この城の主であり、この宴会を取り仕切っている眞琴の号令に、それぞれが杯を掲げ、宴会が始まる。

「堺に向けて出発したのが、随分前に感じるな」

「そうだな」

「壬月達はめちゃくちゃ怒ってそうだ」

「考えたくないから考えたくない」

「久遠はそれでいいけどさー、一真隊のメンツは壬月の説教確定かもな」

「ええー!確定なんですかーっ!?」

何でも本気説教を喰らったら、穴と言う穴から血を垂れ流して死ぬって言うものらしい。それは本当の話なのか?久遠は取り立ててやるとか言ってたがまあいい。

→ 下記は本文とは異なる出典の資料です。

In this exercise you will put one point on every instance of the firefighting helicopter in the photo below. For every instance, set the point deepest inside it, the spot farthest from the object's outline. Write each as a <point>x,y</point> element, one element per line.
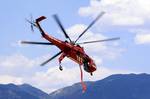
<point>68,48</point>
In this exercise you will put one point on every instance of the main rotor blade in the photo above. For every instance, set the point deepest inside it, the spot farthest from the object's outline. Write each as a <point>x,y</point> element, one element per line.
<point>38,43</point>
<point>61,26</point>
<point>51,58</point>
<point>111,39</point>
<point>92,23</point>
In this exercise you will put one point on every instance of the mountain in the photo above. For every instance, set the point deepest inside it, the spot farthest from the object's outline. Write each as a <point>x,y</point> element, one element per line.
<point>120,86</point>
<point>25,91</point>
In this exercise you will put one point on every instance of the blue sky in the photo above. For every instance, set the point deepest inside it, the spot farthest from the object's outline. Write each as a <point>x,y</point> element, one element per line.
<point>126,19</point>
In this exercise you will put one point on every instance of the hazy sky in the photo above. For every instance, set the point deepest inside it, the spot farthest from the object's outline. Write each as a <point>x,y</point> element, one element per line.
<point>127,19</point>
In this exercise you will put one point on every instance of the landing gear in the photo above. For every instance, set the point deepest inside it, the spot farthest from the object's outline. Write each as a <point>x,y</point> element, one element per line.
<point>91,74</point>
<point>60,68</point>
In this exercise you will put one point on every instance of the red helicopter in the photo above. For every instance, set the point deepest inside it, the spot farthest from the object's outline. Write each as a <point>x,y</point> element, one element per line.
<point>70,49</point>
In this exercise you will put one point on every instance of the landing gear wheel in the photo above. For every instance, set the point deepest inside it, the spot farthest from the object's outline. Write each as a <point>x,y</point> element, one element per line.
<point>60,68</point>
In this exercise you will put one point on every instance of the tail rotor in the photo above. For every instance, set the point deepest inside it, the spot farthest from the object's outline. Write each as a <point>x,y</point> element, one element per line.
<point>32,22</point>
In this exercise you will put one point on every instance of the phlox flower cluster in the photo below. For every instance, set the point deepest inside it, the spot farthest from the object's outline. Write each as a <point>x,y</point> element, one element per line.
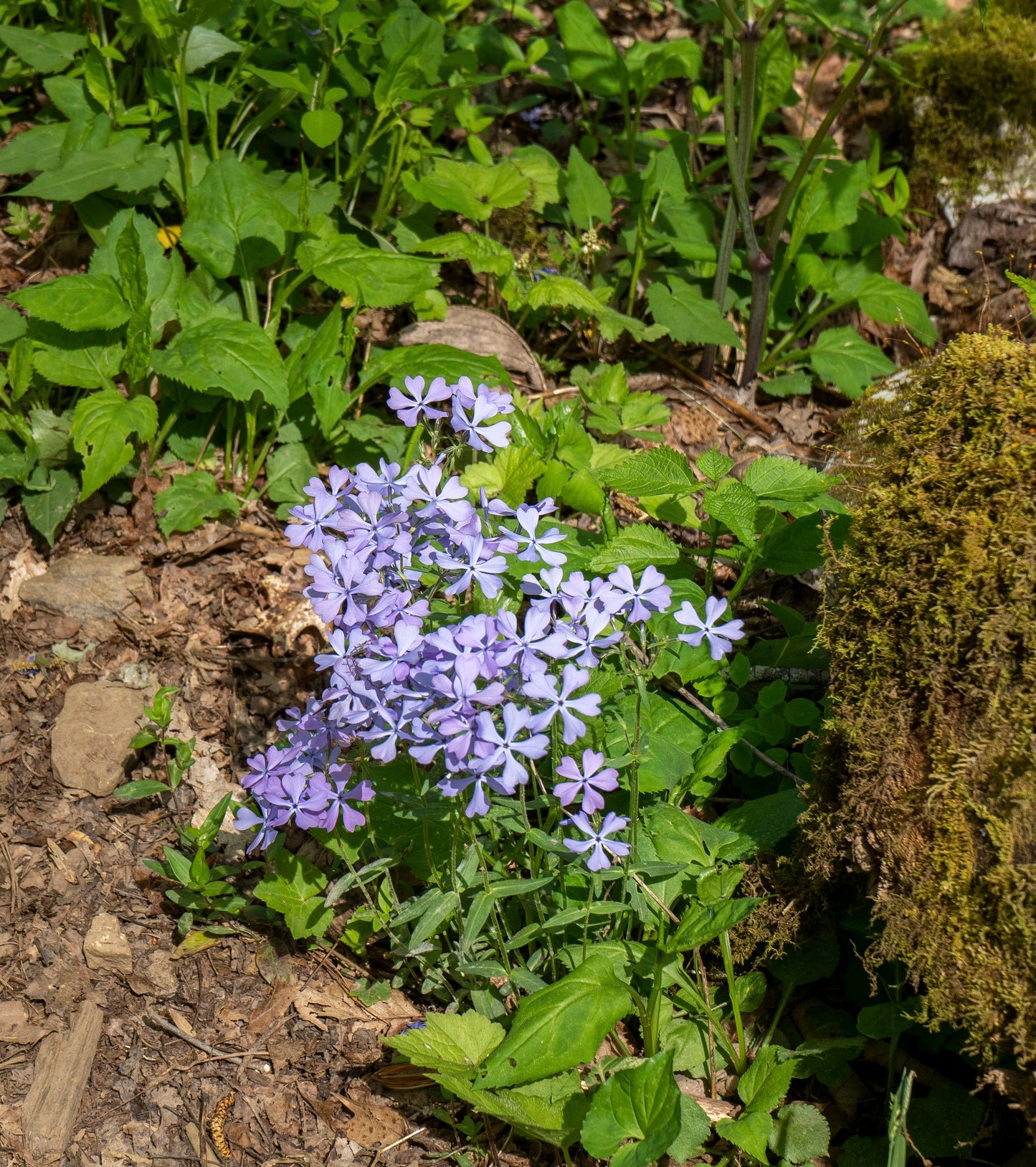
<point>478,698</point>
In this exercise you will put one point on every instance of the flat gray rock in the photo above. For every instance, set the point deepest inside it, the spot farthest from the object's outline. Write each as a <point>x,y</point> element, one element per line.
<point>90,742</point>
<point>85,586</point>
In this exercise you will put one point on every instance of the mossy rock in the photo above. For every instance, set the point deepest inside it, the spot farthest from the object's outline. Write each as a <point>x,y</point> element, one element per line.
<point>926,776</point>
<point>969,105</point>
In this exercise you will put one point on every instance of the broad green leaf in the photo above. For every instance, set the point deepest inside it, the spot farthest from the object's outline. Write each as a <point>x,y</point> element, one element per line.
<point>594,63</point>
<point>322,128</point>
<point>510,476</point>
<point>469,188</point>
<point>77,303</point>
<point>44,50</point>
<point>842,359</point>
<point>690,318</point>
<point>126,164</point>
<point>564,292</point>
<point>102,426</point>
<point>560,1026</point>
<point>641,1105</point>
<point>764,1083</point>
<point>234,225</point>
<point>293,888</point>
<point>801,1133</point>
<point>49,508</point>
<point>637,547</point>
<point>657,472</point>
<point>551,1110</point>
<point>372,278</point>
<point>457,1042</point>
<point>483,253</point>
<point>585,193</point>
<point>734,506</point>
<point>894,303</point>
<point>191,500</point>
<point>751,1133</point>
<point>232,356</point>
<point>431,361</point>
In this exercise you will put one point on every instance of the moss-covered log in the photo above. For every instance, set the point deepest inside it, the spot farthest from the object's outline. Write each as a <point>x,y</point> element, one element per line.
<point>926,780</point>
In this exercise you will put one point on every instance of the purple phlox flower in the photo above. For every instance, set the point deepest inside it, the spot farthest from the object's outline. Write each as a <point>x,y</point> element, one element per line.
<point>477,428</point>
<point>544,688</point>
<point>544,590</point>
<point>316,519</point>
<point>719,636</point>
<point>416,404</point>
<point>507,745</point>
<point>533,545</point>
<point>587,636</point>
<point>476,564</point>
<point>599,843</point>
<point>651,594</point>
<point>267,821</point>
<point>586,783</point>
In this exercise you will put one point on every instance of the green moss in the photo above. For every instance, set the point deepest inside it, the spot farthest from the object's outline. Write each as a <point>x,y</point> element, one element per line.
<point>926,779</point>
<point>969,100</point>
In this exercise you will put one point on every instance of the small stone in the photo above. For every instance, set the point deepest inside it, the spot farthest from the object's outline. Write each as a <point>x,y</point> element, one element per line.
<point>106,948</point>
<point>85,586</point>
<point>90,744</point>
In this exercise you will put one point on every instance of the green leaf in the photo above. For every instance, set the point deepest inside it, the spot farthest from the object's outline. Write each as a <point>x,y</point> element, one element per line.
<point>372,278</point>
<point>733,504</point>
<point>293,888</point>
<point>657,472</point>
<point>322,128</point>
<point>457,1042</point>
<point>894,303</point>
<point>191,500</point>
<point>510,476</point>
<point>842,359</point>
<point>49,508</point>
<point>764,822</point>
<point>690,318</point>
<point>563,292</point>
<point>586,194</point>
<point>77,303</point>
<point>234,223</point>
<point>766,1082</point>
<point>593,61</point>
<point>42,50</point>
<point>642,1105</point>
<point>431,361</point>
<point>801,1133</point>
<point>482,253</point>
<point>560,1026</point>
<point>638,547</point>
<point>102,426</point>
<point>234,357</point>
<point>469,188</point>
<point>751,1133</point>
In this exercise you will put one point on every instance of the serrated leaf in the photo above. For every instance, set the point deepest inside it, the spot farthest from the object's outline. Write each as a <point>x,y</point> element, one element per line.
<point>641,1105</point>
<point>638,547</point>
<point>191,501</point>
<point>652,473</point>
<point>560,1026</point>
<point>842,359</point>
<point>102,426</point>
<point>801,1133</point>
<point>372,278</point>
<point>77,303</point>
<point>690,318</point>
<point>450,1041</point>
<point>232,356</point>
<point>734,506</point>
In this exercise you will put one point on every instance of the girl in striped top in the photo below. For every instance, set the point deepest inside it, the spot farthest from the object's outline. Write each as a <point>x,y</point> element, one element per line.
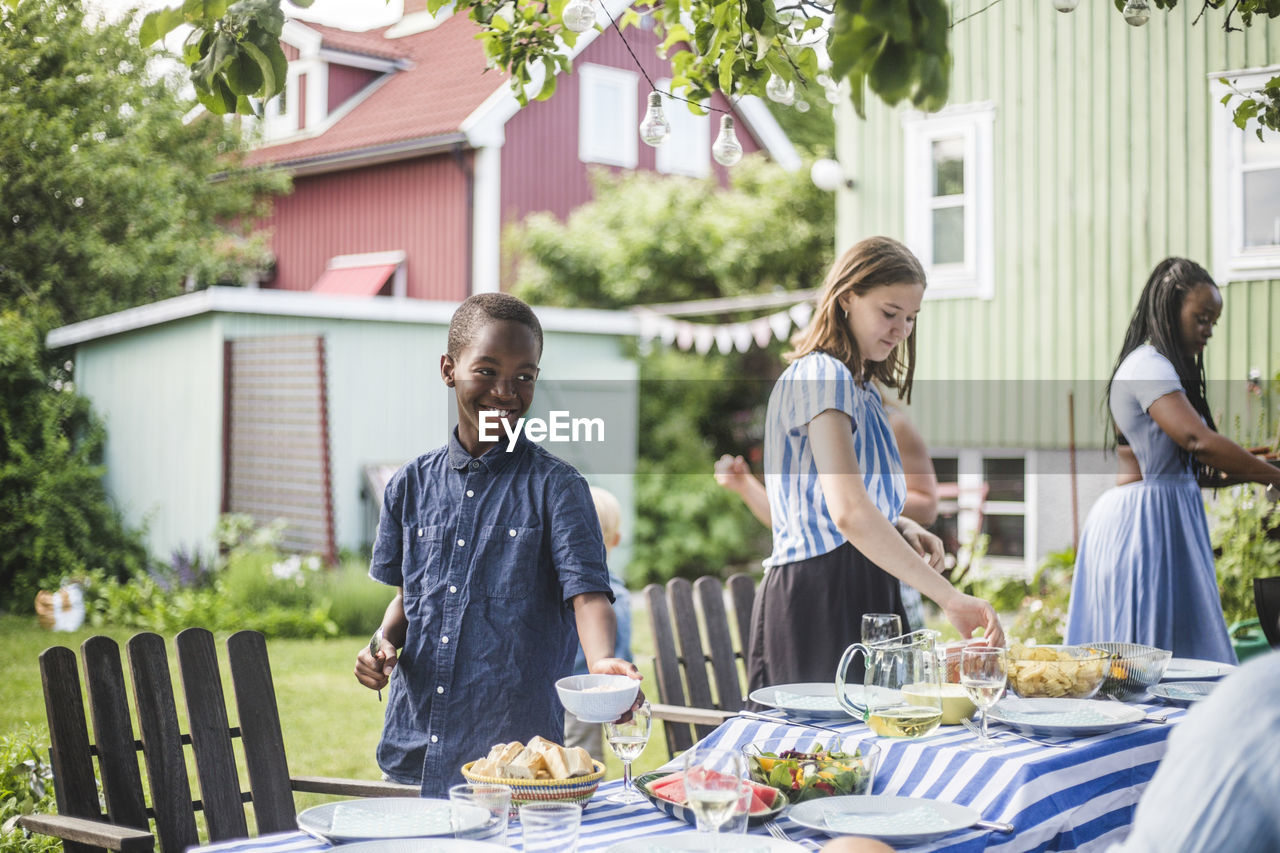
<point>835,478</point>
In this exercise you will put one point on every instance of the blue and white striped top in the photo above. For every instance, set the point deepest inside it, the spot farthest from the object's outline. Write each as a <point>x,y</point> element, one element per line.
<point>808,387</point>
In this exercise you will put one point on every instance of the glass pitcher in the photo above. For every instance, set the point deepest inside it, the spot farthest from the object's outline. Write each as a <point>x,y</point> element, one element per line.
<point>903,693</point>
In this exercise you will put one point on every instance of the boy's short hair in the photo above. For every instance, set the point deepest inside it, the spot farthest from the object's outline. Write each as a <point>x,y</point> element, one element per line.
<point>478,310</point>
<point>609,511</point>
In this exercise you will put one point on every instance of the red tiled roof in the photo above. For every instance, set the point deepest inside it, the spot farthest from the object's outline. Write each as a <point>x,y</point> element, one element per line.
<point>446,82</point>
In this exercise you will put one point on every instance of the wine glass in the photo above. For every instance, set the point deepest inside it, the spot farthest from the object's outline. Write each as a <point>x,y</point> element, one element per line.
<point>713,785</point>
<point>982,674</point>
<point>881,626</point>
<point>627,740</point>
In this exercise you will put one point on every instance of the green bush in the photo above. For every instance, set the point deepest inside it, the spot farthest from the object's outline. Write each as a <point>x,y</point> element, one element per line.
<point>26,788</point>
<point>1242,529</point>
<point>55,518</point>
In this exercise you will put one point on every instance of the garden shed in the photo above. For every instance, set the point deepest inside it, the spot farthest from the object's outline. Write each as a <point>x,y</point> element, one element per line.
<point>298,406</point>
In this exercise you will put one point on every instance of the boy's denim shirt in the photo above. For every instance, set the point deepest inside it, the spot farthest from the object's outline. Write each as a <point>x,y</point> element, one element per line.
<point>489,552</point>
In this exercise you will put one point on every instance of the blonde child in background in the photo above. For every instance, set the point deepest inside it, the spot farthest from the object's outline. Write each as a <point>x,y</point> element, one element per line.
<point>589,735</point>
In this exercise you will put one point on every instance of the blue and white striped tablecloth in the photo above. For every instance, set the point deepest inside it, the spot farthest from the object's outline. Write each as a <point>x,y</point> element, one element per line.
<point>1079,798</point>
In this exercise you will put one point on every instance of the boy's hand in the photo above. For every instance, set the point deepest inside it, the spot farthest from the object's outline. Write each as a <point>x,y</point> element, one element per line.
<point>373,669</point>
<point>617,666</point>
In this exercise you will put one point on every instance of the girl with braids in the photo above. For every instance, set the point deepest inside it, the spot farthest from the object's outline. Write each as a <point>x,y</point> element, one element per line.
<point>1144,573</point>
<point>833,478</point>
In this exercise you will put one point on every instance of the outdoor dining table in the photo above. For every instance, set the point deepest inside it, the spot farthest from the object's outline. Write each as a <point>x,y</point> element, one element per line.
<point>1075,798</point>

「壬月の説教を免じる方法はあるにはあるから俺に任せておけ」

「お頭ぁ!」

「うう、お頭のお心遣いに感謝ですぅ~・・・・」

ホッと安堵した二人の向こうからスキップしてくる市。姉妹の会話を聞く訳にはいかないから、詩乃のところに行った。

「詩乃」

「・・・・(モクモクッ)」

「魚、美味しいか?」

「・・・・(コクコクコクッ)」

幸せそうに食べていると、ずっと見てたくなるなと思った。

「か、一真様」

「ん?」

「あの・・・・ジッと見られていると、落ち着かないです」

「あ、悪い悪い。少し考え事をしていた」

「鬼の事ですか?」

「そう。さっきエーリカが言っていたんだが、鬼の力は月齢が関係するらしいと聞いたんだ」

「月齢といえば・・・・今は丁度、満月の時機。それがどのように影響を及ぼすのでしょうか」

「強くなる、凶暴になる、逆におとなしくなる。と色々考えてしまうが、とにかく鬼に何かしら変化があると思うんだ。そうなると・・・・」

「この城にまで現れるかもしれない、と。そう仰りたいのですか?」

「俺の勘なのかもしれないが、少し心配でな」

と言うが、実際もう来てるかもしれない。トレミーからの報告からも、来る予感がすると言ってたし。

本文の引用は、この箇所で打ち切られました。